Employers choose experience, contacts instead of high GPA

Saundra Myers

Entry-level computer science jobs are heading overseas, causing a tight job market for those graduates looking for entry-level work.

Outsourcing is making the field of information technology more competitive, said Adrian Sannier, professor of industrial and manufacturing systems engineering. He said outsourcing happens when companies give business, such as customer service or security, to an outside company that specializes in that type of service.

Companies are outsourcing quality assurance and customer support because of inexpensive labor and high-level knowledge in other countries — database jobs are going to India where they can be done just as well but for less money, Sannier said.
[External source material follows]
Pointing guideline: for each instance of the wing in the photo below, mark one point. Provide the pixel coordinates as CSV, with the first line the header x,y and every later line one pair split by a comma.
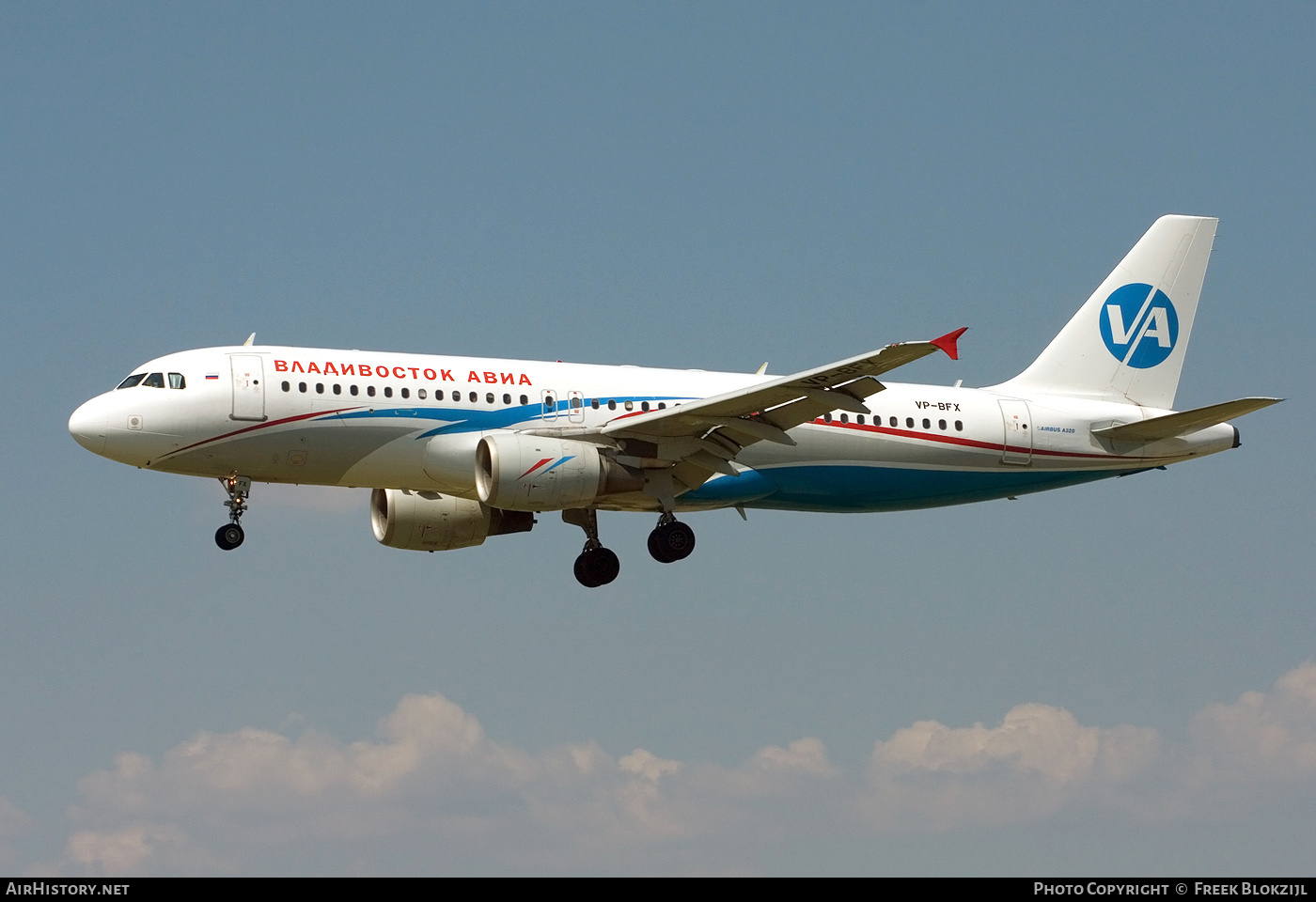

Gloria Cain, academic adviser for the department of computer science, said students with grade point averages above 3.0 are having trouble finding jobs because they cannot get experience employers are seeking. She said students need to find experience, even if it means being a lab monitor, because it so important to employers.

Networking may be one method for getting a job and staying employed.

Sannier said he tells his students they need to let co-workers and clients know what skills they have and keep in contact with past employers, clients and acquaintances. This creates a “safety net” to fall in during a tough job market, he said.

James Wendel, senior in computer science, said he considers himself lucky to have had an internship.

“I went to the job fairs starting my freshman year so I could get myself familiar with talking to the reps, to know what they were looking for,” Wendel said.

He said his networking at career fairs paid off when he was offered an internship from a company that was not going to hire an intern due to budget constraints. Although Wendel has not accepted a job, he said he has made many contacts through his internships and is not worried about finding one.

Wendel blames part of the tight job market not on outsourcing but on a flooded job market.

He said he believes the computer science industry is still growing and that jobs will go to the best people with the most experience. His advice to those looking to get into computer science is to be ready to do what it takes to rise to the top — be prepared to be a lab monitor and to network.

If employers can choose between a candidate with a high GPA and no experience and someone with a mediocre GPA who has experience, the job will go to the one with experience, Wendel said.

Despite jobs going overseas, students are highly employable, Sannier said. He said the trend in the job market may not fully affect students when they graduate, but will in five to 10 years.

“Leaving school, your skills are cutting-edge, and students will work cheap,” Sannier said.

However, students may run into troubles in the future when they decide to stop learning. People need to stay updated and diversify their knowledge or become jobless, he said.

“People have to keep continually learning, never getting comfortable,” Sannier said.